第5話 紫の薔薇

 うぐいす隊の屯所にウィリアムが出向いて優陽を引き取ってきた後、連れ帰った彼女は眠りこけていたのでそのままベッドに放り込まれた。

 そして一息ついて日も落ちた頃。


「夕餉は外で取りましょうか。付いてきて頂けますかな」


 幻柳斎老人がそう言ってウィリアムとエトワールの2人を外へ連れ出した。

 日中は静かな界隈が夜になると俄かに息を吹き返し通りには大勢が繰り出している。

 賑やかで活気があり煌びやかで昼間のように明るい。


「この辺は歓楽街ですからのう。夜になってからが本来の顔ですわい」


 そう言って歩く老人に挨拶をしていく者も多い。

 親し気に、かつ敬意を払う感じで声を掛けていく者が大半だ。

 老人がこの界隈では親しまれ、かつ敬われているような様子が伺える。


 そんな中、ウィリアムの視界に通りに立つ1人の男の姿が映った。


(……ぬおっ)


 内心で息を飲む。

 もの凄いインパクトの男だ。


 まず、でかい。身長180台半ばのウィリアムよりも長身である。190以上はあるだろう。

 白いスーツの上下に黒のシャツ……そしてそのスーツの胸には紫色の薔薇が刺繍されている。

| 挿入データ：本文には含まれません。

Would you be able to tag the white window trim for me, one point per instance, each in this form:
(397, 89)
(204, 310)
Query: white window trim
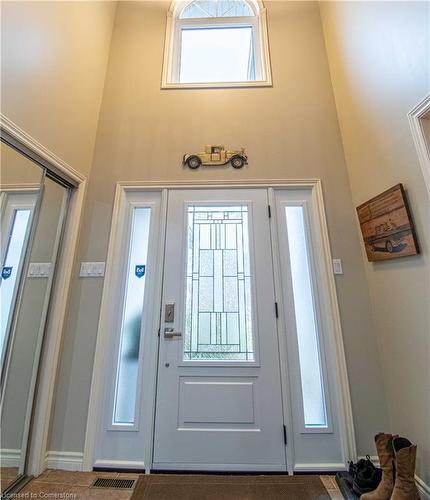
(172, 46)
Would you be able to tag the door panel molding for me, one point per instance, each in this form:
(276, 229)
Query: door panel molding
(341, 388)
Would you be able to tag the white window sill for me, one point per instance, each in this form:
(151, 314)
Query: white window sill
(217, 85)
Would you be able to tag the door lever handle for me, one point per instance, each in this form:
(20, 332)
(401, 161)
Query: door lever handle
(169, 333)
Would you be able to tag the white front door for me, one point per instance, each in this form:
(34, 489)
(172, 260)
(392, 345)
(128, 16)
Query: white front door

 太い腕に盛り上がった胸板。服の上からでもその筋肉の量がわかる。

 引き締まった逆三角形体型であり腰回りはスマートだ。

 そして胸の薔薇同様に紫色に染め上げられた髪は天を突くように逆立っている。

 それだけで十二分にインパクトがあるのだが……。


「あぁ~ら、黒羽のご隠居。今日は随分ステキなお兄さんを連れてるじゃないのよ~」


 薔薇の刺繍の男もこちらに気が付き、ハスキーな裏声で声を掛けてきた。


(センセ、ばかでけーオネエですよ)

(う、うむ……)


 小声で囁き合うウィリアムとエトワール。

 そう、この男は紫色のアイシャドウに口には紅を引いている……姐漢アネゴなのである。


「こんばんわ、むらさきの。こちらワシの客でウィリアム先生と助手のエトワールさんじゃ、よろしく頼むわい」

「こんばんわぁ~お初よお~。私は紫薔薇パープルローズ……この辺りじゃ『パープルさん』で通ってるのよ。よろしくお願いしちゃうわあ~」


 握手を交わしてからウィリアムは渡された名刺を見てみた。

 そこには『バー・エンジェル・ハイロゥ オーナー 紫薔薇』とある。

 見上げると彼の背後の大きな建物に『Angel Halo』の文字と天使のネオンサインが色鮮やかに煌めいていた。


「ご隠居たちお食事はこれから? なら是非寄ってって頂戴。今日のステキな出会いを記念して一杯奢らせてもらっちゃうわよぉ?」

「ふむ、ならお言葉に甘えることにしようかの。入りましょうか先生がた。ここは料理も酒も間違いないですぞ」


 老人が同意してウィリアムらの今日の夕食の場が決定した。


「はぁい決まりねえ。ちょっと! こちらお席にご案内して頂戴。お飲み物は私のおごりでね」


 店内にパープルが呼び掛けるとすぐに蝶ネクタイのスタッフが出てきて丁寧に案内してくれる。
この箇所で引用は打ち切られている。